Ready4R (2024/04/08): Before You Model and Predict
Welcome to the Weekly Ready for R mailing list! If you need Ready for R course info, it's here. Past newsletters are available here.
Before You Predict
Predictive modeling is often treated by non data scientists as a black box: you put in data and an answer comes out. This has become especially the case with AI predictive models.
People want to not think about what data is used to train the model or what data is used as a predictive inputs. They do this at their own peril.
Let's start with a step before even looking at the data: understanding the business problem you've been brought in to solve as a data scientist.
Defining the Business Problem
In this step, before you look at data, before you start cleaning it, and before you build a predictive model, you need to understand what the stakeholders want to use your model for.
For example, our model predicting churn will probably be used to target and provide potential deals to groups of people who are more likely to churn. In our case, we might reach out to these people with special offers to prevent them from leaving our telecom company. Certain kinds of errors are more costly than others.
Good questions to ask at this point: what business issues are we trying to solve? What is the impact of being successful? What is the impact of doing nothing?
Errors Are Costly
For example, what is the cost of falsely predicting (a false positive) a customer will churn? Is it more than if we missed a customer that churns (false negative)? A false positive means that we might offer a customer who wouldn't churn a slightly better deal. This might be preferable to false negatives, which could result in months of billing lost to their churning.
Our discussion is different based on what we are using the predictive model for. Say we trained our model to predict sepsis on patient data. Our goal here is to target patients in a hospital who might need an extra dose of antibiotics. The cost of falsely predicting (perhaps giving a patient extra antibiotics when they don't need them) is much less than the cost of missing a patient (which is death).
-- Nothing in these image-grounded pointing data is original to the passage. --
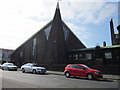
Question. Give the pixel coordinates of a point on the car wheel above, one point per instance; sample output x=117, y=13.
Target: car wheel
x=8, y=69
x=67, y=74
x=23, y=70
x=89, y=76
x=34, y=71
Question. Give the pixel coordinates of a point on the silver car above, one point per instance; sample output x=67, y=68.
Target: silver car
x=34, y=68
x=9, y=66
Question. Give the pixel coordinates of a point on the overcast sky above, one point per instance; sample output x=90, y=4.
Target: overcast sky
x=20, y=19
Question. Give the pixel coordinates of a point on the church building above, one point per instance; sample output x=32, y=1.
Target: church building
x=49, y=46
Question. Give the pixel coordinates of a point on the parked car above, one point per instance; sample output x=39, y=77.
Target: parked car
x=82, y=71
x=34, y=68
x=9, y=66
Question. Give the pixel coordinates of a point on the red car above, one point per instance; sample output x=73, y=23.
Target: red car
x=82, y=71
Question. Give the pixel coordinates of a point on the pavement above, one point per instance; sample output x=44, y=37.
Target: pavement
x=105, y=76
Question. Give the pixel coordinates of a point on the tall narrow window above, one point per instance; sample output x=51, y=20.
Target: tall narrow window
x=108, y=55
x=47, y=31
x=34, y=48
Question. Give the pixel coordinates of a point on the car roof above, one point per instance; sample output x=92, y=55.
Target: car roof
x=76, y=64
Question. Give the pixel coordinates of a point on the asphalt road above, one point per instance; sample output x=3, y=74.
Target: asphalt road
x=17, y=79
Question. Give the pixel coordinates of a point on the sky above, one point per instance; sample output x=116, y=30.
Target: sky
x=88, y=19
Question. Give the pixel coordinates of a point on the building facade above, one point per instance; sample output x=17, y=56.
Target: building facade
x=115, y=36
x=106, y=59
x=5, y=55
x=49, y=46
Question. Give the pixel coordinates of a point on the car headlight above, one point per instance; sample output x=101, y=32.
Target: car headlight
x=96, y=72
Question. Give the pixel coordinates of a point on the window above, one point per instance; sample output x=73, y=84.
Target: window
x=108, y=55
x=47, y=31
x=70, y=57
x=21, y=54
x=80, y=56
x=88, y=56
x=66, y=32
x=75, y=57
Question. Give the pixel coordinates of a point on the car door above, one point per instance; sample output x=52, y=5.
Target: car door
x=80, y=71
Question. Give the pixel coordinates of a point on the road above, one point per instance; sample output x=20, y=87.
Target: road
x=17, y=79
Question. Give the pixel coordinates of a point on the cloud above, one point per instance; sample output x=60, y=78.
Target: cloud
x=87, y=13
x=20, y=19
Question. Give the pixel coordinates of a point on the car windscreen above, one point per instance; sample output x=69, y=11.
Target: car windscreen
x=10, y=64
x=86, y=67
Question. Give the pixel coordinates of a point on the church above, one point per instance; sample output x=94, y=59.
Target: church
x=49, y=46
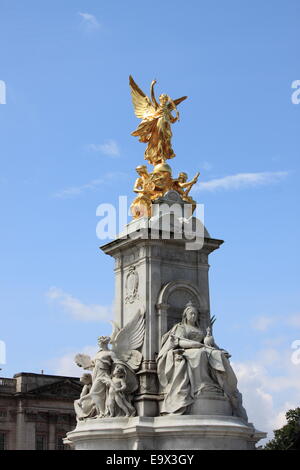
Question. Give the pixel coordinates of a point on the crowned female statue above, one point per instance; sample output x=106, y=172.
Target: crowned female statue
x=187, y=367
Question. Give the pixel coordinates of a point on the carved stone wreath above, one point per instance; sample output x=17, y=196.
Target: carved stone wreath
x=131, y=285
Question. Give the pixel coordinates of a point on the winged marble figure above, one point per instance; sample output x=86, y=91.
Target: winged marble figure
x=155, y=128
x=113, y=377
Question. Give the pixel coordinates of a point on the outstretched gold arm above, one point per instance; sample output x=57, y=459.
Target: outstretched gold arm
x=153, y=99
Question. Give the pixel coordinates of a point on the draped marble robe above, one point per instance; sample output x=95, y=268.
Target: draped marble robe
x=185, y=373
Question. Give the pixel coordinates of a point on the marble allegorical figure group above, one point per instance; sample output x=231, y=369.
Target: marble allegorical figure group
x=108, y=391
x=189, y=364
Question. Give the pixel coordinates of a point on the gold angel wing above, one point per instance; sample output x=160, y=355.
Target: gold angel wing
x=141, y=103
x=179, y=100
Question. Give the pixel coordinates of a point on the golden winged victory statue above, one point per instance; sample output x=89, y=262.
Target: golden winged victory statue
x=155, y=130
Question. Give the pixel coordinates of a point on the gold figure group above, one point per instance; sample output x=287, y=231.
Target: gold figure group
x=155, y=130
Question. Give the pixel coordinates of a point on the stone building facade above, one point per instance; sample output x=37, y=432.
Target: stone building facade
x=36, y=411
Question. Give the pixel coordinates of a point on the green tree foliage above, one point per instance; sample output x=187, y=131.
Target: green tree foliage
x=288, y=437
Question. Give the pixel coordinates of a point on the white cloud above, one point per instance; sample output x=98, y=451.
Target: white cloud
x=109, y=148
x=77, y=309
x=89, y=22
x=293, y=320
x=241, y=180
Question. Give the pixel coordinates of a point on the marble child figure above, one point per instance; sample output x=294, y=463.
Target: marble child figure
x=116, y=395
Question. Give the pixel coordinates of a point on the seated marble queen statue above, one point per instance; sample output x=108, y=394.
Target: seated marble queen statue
x=187, y=367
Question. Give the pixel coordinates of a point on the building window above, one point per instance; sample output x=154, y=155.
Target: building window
x=40, y=442
x=60, y=444
x=2, y=441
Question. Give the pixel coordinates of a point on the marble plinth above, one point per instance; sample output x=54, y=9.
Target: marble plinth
x=172, y=432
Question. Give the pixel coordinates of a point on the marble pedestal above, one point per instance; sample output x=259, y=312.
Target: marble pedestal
x=172, y=432
x=158, y=272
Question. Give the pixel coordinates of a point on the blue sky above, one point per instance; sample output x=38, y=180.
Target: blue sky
x=65, y=147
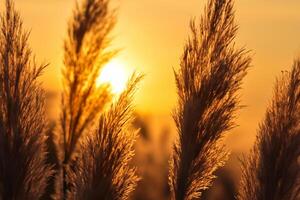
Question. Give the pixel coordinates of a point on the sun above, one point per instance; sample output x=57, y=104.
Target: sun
x=114, y=74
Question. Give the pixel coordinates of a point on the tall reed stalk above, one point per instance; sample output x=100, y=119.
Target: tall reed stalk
x=271, y=171
x=23, y=171
x=103, y=170
x=85, y=52
x=208, y=80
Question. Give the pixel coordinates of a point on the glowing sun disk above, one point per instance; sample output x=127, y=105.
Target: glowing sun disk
x=115, y=75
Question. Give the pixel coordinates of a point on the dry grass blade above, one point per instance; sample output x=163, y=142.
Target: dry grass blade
x=271, y=172
x=103, y=170
x=209, y=77
x=23, y=172
x=85, y=53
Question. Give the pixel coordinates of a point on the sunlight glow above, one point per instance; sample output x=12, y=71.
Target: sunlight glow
x=114, y=74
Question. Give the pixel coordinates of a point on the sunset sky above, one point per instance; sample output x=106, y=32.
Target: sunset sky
x=152, y=34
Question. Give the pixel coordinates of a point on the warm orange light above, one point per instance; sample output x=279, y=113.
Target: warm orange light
x=114, y=74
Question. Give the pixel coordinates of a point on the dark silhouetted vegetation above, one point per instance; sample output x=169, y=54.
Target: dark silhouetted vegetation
x=272, y=172
x=88, y=152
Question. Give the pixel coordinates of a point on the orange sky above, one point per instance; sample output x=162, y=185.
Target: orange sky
x=152, y=34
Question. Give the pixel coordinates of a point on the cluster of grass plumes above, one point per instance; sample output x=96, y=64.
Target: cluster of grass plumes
x=23, y=171
x=209, y=77
x=85, y=53
x=271, y=171
x=103, y=170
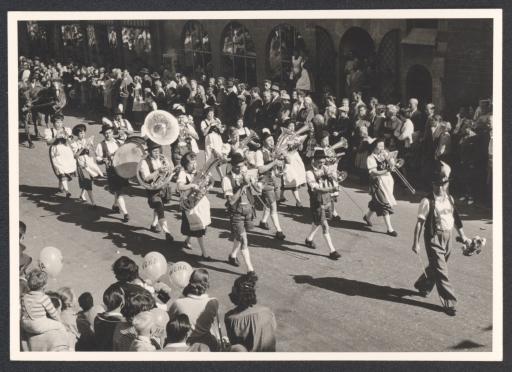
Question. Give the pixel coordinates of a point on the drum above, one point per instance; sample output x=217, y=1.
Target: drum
x=128, y=155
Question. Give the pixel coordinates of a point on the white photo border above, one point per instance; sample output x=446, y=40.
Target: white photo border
x=496, y=15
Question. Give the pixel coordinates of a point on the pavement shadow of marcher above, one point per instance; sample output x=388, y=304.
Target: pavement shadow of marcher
x=121, y=235
x=350, y=287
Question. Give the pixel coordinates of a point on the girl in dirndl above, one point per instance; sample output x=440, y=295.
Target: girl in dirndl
x=381, y=187
x=294, y=175
x=62, y=159
x=87, y=169
x=194, y=221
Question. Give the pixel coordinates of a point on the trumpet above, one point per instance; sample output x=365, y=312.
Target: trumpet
x=394, y=164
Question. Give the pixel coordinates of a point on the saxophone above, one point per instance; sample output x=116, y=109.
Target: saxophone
x=191, y=198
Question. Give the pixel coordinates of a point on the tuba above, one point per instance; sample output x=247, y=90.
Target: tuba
x=163, y=178
x=161, y=127
x=191, y=198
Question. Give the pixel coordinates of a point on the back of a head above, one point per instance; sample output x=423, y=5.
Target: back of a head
x=86, y=301
x=143, y=322
x=113, y=297
x=37, y=279
x=68, y=297
x=125, y=269
x=136, y=303
x=178, y=328
x=199, y=283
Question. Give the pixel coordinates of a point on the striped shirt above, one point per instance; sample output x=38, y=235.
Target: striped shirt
x=35, y=304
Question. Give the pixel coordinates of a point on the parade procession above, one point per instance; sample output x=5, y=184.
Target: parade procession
x=159, y=194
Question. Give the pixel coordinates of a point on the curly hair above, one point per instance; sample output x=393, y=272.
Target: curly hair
x=125, y=269
x=243, y=293
x=198, y=284
x=136, y=303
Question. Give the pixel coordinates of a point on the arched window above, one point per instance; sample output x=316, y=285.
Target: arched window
x=197, y=52
x=238, y=53
x=283, y=41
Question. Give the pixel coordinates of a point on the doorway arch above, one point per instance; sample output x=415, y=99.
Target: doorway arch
x=419, y=84
x=357, y=62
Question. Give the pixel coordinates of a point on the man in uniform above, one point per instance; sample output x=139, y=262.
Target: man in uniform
x=438, y=215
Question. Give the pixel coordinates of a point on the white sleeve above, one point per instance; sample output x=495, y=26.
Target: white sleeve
x=226, y=186
x=311, y=180
x=423, y=209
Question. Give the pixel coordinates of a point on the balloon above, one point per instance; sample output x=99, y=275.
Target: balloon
x=179, y=273
x=50, y=260
x=160, y=317
x=153, y=266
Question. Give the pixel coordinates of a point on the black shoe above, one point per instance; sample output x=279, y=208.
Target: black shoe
x=155, y=228
x=310, y=244
x=233, y=261
x=252, y=274
x=280, y=235
x=367, y=221
x=264, y=225
x=450, y=311
x=334, y=255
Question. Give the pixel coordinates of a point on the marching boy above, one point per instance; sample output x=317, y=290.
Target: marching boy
x=320, y=189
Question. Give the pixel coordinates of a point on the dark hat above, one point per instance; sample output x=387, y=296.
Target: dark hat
x=237, y=158
x=152, y=145
x=106, y=127
x=265, y=135
x=79, y=128
x=57, y=116
x=319, y=154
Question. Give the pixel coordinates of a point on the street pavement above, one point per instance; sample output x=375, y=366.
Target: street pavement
x=364, y=302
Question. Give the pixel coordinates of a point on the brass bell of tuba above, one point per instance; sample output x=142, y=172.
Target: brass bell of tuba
x=161, y=127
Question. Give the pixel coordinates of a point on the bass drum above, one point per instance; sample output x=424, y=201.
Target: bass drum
x=128, y=155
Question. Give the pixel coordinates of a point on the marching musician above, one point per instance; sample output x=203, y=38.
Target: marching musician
x=105, y=151
x=87, y=169
x=238, y=188
x=319, y=190
x=212, y=130
x=122, y=126
x=381, y=186
x=61, y=156
x=269, y=176
x=438, y=215
x=294, y=175
x=194, y=221
x=331, y=162
x=150, y=169
x=187, y=137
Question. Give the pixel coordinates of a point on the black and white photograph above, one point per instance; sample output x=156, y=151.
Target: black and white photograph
x=285, y=185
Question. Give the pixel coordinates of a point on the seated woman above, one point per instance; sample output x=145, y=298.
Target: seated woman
x=248, y=324
x=200, y=308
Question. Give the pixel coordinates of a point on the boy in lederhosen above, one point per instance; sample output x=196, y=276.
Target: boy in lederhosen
x=105, y=151
x=320, y=189
x=240, y=205
x=438, y=214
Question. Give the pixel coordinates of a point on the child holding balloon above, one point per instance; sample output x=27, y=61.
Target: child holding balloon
x=38, y=315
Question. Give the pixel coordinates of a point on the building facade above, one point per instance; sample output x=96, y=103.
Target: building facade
x=448, y=62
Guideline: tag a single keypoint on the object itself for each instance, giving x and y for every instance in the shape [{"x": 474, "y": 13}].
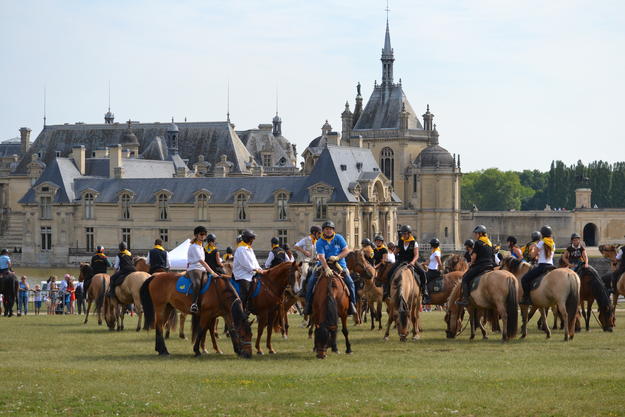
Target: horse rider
[
  {"x": 543, "y": 251},
  {"x": 408, "y": 253},
  {"x": 123, "y": 267},
  {"x": 435, "y": 264},
  {"x": 307, "y": 247},
  {"x": 527, "y": 249},
  {"x": 575, "y": 255},
  {"x": 158, "y": 258},
  {"x": 277, "y": 254},
  {"x": 620, "y": 269},
  {"x": 197, "y": 268},
  {"x": 515, "y": 251},
  {"x": 211, "y": 254},
  {"x": 331, "y": 247},
  {"x": 468, "y": 250},
  {"x": 482, "y": 260},
  {"x": 245, "y": 267}
]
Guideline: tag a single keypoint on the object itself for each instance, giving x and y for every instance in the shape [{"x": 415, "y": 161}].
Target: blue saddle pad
[
  {"x": 183, "y": 285},
  {"x": 237, "y": 287}
]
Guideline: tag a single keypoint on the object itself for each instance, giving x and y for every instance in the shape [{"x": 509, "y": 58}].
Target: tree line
[{"x": 493, "y": 189}]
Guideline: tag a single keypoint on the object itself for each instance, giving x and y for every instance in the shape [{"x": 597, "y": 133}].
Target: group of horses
[{"x": 494, "y": 298}]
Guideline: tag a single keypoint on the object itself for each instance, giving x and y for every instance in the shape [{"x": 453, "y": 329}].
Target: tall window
[
  {"x": 164, "y": 234},
  {"x": 46, "y": 207},
  {"x": 282, "y": 236},
  {"x": 89, "y": 206},
  {"x": 89, "y": 239},
  {"x": 126, "y": 236},
  {"x": 282, "y": 204},
  {"x": 241, "y": 203},
  {"x": 125, "y": 202},
  {"x": 202, "y": 206},
  {"x": 162, "y": 206},
  {"x": 46, "y": 238},
  {"x": 387, "y": 163},
  {"x": 321, "y": 208}
]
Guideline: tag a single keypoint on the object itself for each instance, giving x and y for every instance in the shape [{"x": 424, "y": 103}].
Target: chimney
[
  {"x": 25, "y": 139},
  {"x": 333, "y": 138},
  {"x": 78, "y": 155},
  {"x": 116, "y": 168}
]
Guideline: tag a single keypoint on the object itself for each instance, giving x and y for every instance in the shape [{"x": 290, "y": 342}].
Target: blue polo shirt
[{"x": 332, "y": 248}]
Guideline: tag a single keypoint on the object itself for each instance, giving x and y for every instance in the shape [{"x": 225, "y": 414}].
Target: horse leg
[{"x": 348, "y": 345}]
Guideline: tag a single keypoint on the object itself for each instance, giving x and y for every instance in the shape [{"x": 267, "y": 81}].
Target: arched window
[
  {"x": 387, "y": 163},
  {"x": 89, "y": 206},
  {"x": 281, "y": 202},
  {"x": 163, "y": 202}
]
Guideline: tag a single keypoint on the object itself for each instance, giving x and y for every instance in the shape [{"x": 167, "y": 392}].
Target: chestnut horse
[
  {"x": 330, "y": 301},
  {"x": 98, "y": 285},
  {"x": 160, "y": 297}
]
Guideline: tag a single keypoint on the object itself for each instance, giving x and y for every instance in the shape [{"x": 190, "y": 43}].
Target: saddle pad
[
  {"x": 183, "y": 285},
  {"x": 237, "y": 287}
]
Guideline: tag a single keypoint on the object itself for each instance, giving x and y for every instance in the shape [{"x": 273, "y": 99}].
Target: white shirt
[
  {"x": 195, "y": 254},
  {"x": 245, "y": 263},
  {"x": 542, "y": 258},
  {"x": 433, "y": 265}
]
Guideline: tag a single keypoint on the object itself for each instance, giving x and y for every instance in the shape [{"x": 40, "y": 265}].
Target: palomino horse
[
  {"x": 404, "y": 304},
  {"x": 330, "y": 301},
  {"x": 266, "y": 305},
  {"x": 126, "y": 293},
  {"x": 95, "y": 290},
  {"x": 160, "y": 298},
  {"x": 371, "y": 295},
  {"x": 497, "y": 291},
  {"x": 559, "y": 288}
]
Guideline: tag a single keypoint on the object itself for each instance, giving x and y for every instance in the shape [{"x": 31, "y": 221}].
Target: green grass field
[{"x": 57, "y": 366}]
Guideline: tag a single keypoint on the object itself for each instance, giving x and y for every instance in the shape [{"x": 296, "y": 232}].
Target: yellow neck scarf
[
  {"x": 549, "y": 242},
  {"x": 484, "y": 239}
]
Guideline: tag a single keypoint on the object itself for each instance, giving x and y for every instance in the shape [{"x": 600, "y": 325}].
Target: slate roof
[
  {"x": 211, "y": 139},
  {"x": 383, "y": 108}
]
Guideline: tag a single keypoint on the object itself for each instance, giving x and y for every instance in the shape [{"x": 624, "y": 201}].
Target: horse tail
[
  {"x": 147, "y": 304},
  {"x": 512, "y": 309}
]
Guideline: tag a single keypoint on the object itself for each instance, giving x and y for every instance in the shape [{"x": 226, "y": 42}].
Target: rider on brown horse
[
  {"x": 331, "y": 247},
  {"x": 408, "y": 253},
  {"x": 482, "y": 260}
]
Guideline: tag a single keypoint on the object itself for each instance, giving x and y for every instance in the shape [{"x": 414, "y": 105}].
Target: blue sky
[{"x": 512, "y": 84}]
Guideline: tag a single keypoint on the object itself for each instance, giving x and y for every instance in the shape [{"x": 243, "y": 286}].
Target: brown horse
[
  {"x": 330, "y": 301},
  {"x": 160, "y": 297},
  {"x": 98, "y": 285},
  {"x": 125, "y": 293},
  {"x": 266, "y": 305},
  {"x": 404, "y": 304}
]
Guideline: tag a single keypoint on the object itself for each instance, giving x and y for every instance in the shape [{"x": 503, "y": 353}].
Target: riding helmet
[
  {"x": 480, "y": 229},
  {"x": 546, "y": 231},
  {"x": 328, "y": 223},
  {"x": 247, "y": 236}
]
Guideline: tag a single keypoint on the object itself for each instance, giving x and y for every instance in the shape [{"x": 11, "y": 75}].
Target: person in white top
[
  {"x": 544, "y": 251},
  {"x": 245, "y": 266},
  {"x": 197, "y": 268}
]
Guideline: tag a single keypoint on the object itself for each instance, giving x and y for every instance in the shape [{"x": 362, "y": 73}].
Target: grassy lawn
[{"x": 57, "y": 366}]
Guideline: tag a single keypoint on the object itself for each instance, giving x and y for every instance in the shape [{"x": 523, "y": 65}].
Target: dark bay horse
[
  {"x": 95, "y": 290},
  {"x": 159, "y": 298},
  {"x": 330, "y": 301}
]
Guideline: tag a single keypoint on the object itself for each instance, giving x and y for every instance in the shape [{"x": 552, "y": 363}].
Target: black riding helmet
[
  {"x": 546, "y": 231},
  {"x": 247, "y": 236}
]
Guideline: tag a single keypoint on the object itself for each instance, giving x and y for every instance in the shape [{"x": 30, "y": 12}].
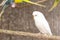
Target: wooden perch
[{"x": 36, "y": 35}]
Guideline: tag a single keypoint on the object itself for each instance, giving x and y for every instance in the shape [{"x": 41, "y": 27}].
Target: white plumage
[{"x": 41, "y": 23}]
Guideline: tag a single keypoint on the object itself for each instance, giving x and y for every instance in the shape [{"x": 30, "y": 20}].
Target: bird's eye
[{"x": 35, "y": 15}]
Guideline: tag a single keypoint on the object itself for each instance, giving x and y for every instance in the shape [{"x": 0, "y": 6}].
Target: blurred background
[{"x": 21, "y": 19}]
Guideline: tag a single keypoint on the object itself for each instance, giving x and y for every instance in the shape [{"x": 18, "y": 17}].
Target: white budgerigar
[{"x": 41, "y": 23}]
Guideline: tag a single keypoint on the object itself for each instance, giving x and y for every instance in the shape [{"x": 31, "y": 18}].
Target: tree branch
[{"x": 36, "y": 35}]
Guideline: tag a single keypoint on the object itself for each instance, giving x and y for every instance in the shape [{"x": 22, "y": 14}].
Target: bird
[
  {"x": 41, "y": 23},
  {"x": 5, "y": 4}
]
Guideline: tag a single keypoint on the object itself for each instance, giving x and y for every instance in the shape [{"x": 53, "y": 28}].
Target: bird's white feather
[{"x": 41, "y": 23}]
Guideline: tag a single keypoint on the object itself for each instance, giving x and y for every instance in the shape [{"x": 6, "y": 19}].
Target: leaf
[{"x": 54, "y": 5}]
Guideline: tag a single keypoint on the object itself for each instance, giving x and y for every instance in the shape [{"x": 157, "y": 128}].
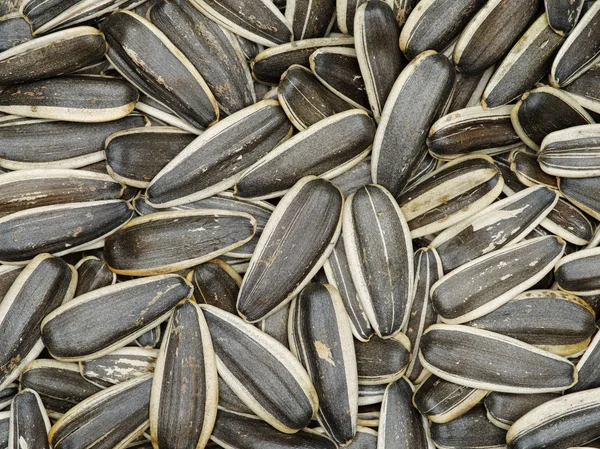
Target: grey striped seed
[
  {"x": 40, "y": 288},
  {"x": 381, "y": 361},
  {"x": 97, "y": 323},
  {"x": 485, "y": 360},
  {"x": 270, "y": 64},
  {"x": 321, "y": 339},
  {"x": 183, "y": 402},
  {"x": 342, "y": 141},
  {"x": 213, "y": 162},
  {"x": 484, "y": 284},
  {"x": 524, "y": 65},
  {"x": 148, "y": 59},
  {"x": 570, "y": 420},
  {"x": 473, "y": 130},
  {"x": 379, "y": 57},
  {"x": 450, "y": 194},
  {"x": 279, "y": 269},
  {"x": 29, "y": 423},
  {"x": 119, "y": 366},
  {"x": 85, "y": 99},
  {"x": 503, "y": 223},
  {"x": 93, "y": 422},
  {"x": 193, "y": 236},
  {"x": 400, "y": 425},
  {"x": 442, "y": 401},
  {"x": 544, "y": 110},
  {"x": 479, "y": 46},
  {"x": 416, "y": 101},
  {"x": 581, "y": 49},
  {"x": 261, "y": 372}
]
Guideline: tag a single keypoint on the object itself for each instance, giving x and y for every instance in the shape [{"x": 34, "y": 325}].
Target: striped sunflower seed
[
  {"x": 503, "y": 409},
  {"x": 59, "y": 385},
  {"x": 551, "y": 320},
  {"x": 401, "y": 425},
  {"x": 85, "y": 99},
  {"x": 450, "y": 194},
  {"x": 79, "y": 329},
  {"x": 572, "y": 153},
  {"x": 54, "y": 54},
  {"x": 261, "y": 372},
  {"x": 379, "y": 57},
  {"x": 321, "y": 339},
  {"x": 29, "y": 423},
  {"x": 270, "y": 64},
  {"x": 35, "y": 143},
  {"x": 441, "y": 401},
  {"x": 524, "y": 65},
  {"x": 93, "y": 422},
  {"x": 434, "y": 24},
  {"x": 40, "y": 288},
  {"x": 119, "y": 366},
  {"x": 344, "y": 139},
  {"x": 570, "y": 420},
  {"x": 278, "y": 271},
  {"x": 135, "y": 156},
  {"x": 214, "y": 51},
  {"x": 485, "y": 360},
  {"x": 503, "y": 223},
  {"x": 194, "y": 236},
  {"x": 183, "y": 402},
  {"x": 544, "y": 110},
  {"x": 486, "y": 283},
  {"x": 380, "y": 256},
  {"x": 473, "y": 130},
  {"x": 479, "y": 46},
  {"x": 416, "y": 101},
  {"x": 338, "y": 70},
  {"x": 214, "y": 161},
  {"x": 581, "y": 49},
  {"x": 148, "y": 59},
  {"x": 381, "y": 361}
]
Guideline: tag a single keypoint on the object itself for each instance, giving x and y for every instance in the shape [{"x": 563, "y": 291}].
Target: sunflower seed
[
  {"x": 213, "y": 162},
  {"x": 400, "y": 425},
  {"x": 442, "y": 401},
  {"x": 59, "y": 385},
  {"x": 86, "y": 99},
  {"x": 267, "y": 285},
  {"x": 503, "y": 223},
  {"x": 481, "y": 359},
  {"x": 215, "y": 52},
  {"x": 131, "y": 308},
  {"x": 109, "y": 419},
  {"x": 321, "y": 338},
  {"x": 344, "y": 139},
  {"x": 183, "y": 402},
  {"x": 261, "y": 372},
  {"x": 379, "y": 57},
  {"x": 545, "y": 110},
  {"x": 479, "y": 46},
  {"x": 137, "y": 155},
  {"x": 503, "y": 409},
  {"x": 149, "y": 60},
  {"x": 434, "y": 24},
  {"x": 473, "y": 130},
  {"x": 338, "y": 70},
  {"x": 570, "y": 420},
  {"x": 450, "y": 194},
  {"x": 119, "y": 366},
  {"x": 527, "y": 61}
]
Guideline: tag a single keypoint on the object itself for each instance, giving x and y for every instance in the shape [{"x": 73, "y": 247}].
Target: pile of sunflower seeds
[{"x": 271, "y": 224}]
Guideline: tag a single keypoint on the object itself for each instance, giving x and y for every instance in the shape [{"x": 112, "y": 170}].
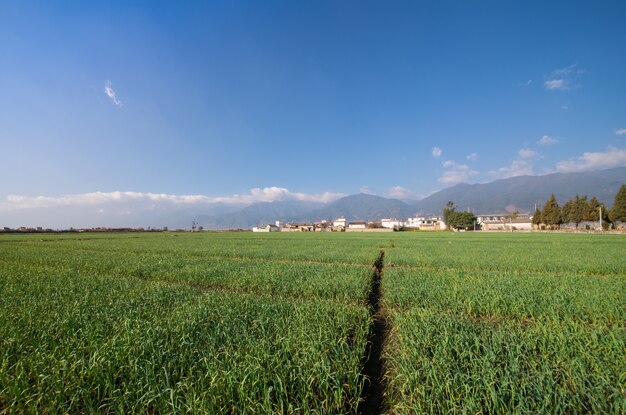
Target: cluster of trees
[
  {"x": 457, "y": 220},
  {"x": 579, "y": 209}
]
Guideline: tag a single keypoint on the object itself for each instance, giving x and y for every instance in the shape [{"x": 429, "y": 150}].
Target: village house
[
  {"x": 357, "y": 225},
  {"x": 266, "y": 228},
  {"x": 298, "y": 227},
  {"x": 391, "y": 223},
  {"x": 340, "y": 222},
  {"x": 502, "y": 222}
]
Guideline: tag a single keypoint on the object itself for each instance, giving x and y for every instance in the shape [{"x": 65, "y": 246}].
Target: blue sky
[{"x": 303, "y": 99}]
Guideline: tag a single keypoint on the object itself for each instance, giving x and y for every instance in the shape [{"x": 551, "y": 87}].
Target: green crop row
[
  {"x": 82, "y": 344},
  {"x": 449, "y": 364},
  {"x": 502, "y": 323}
]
Having this discussion with your stakeholders is important because your predictive model can be tuned based on the costs associated with false positives and false negatives. It also is part of setting expectations for what you and your predictive model can do for them.
Discussing is Preparing for EDA
Coming in with these priorities spelled out, we can start to think about what approaches we want to take, and what to look for (and worry about) in our data.
These priorities inform every aspect of our analysis, including understanding the quality of the data and what parts of the data need to be cleaned, to the choice of transformations, to the building of the predictive model.
In future newsletters, I hope to go through building a predictive model and show some pitfalls that modelers fall into.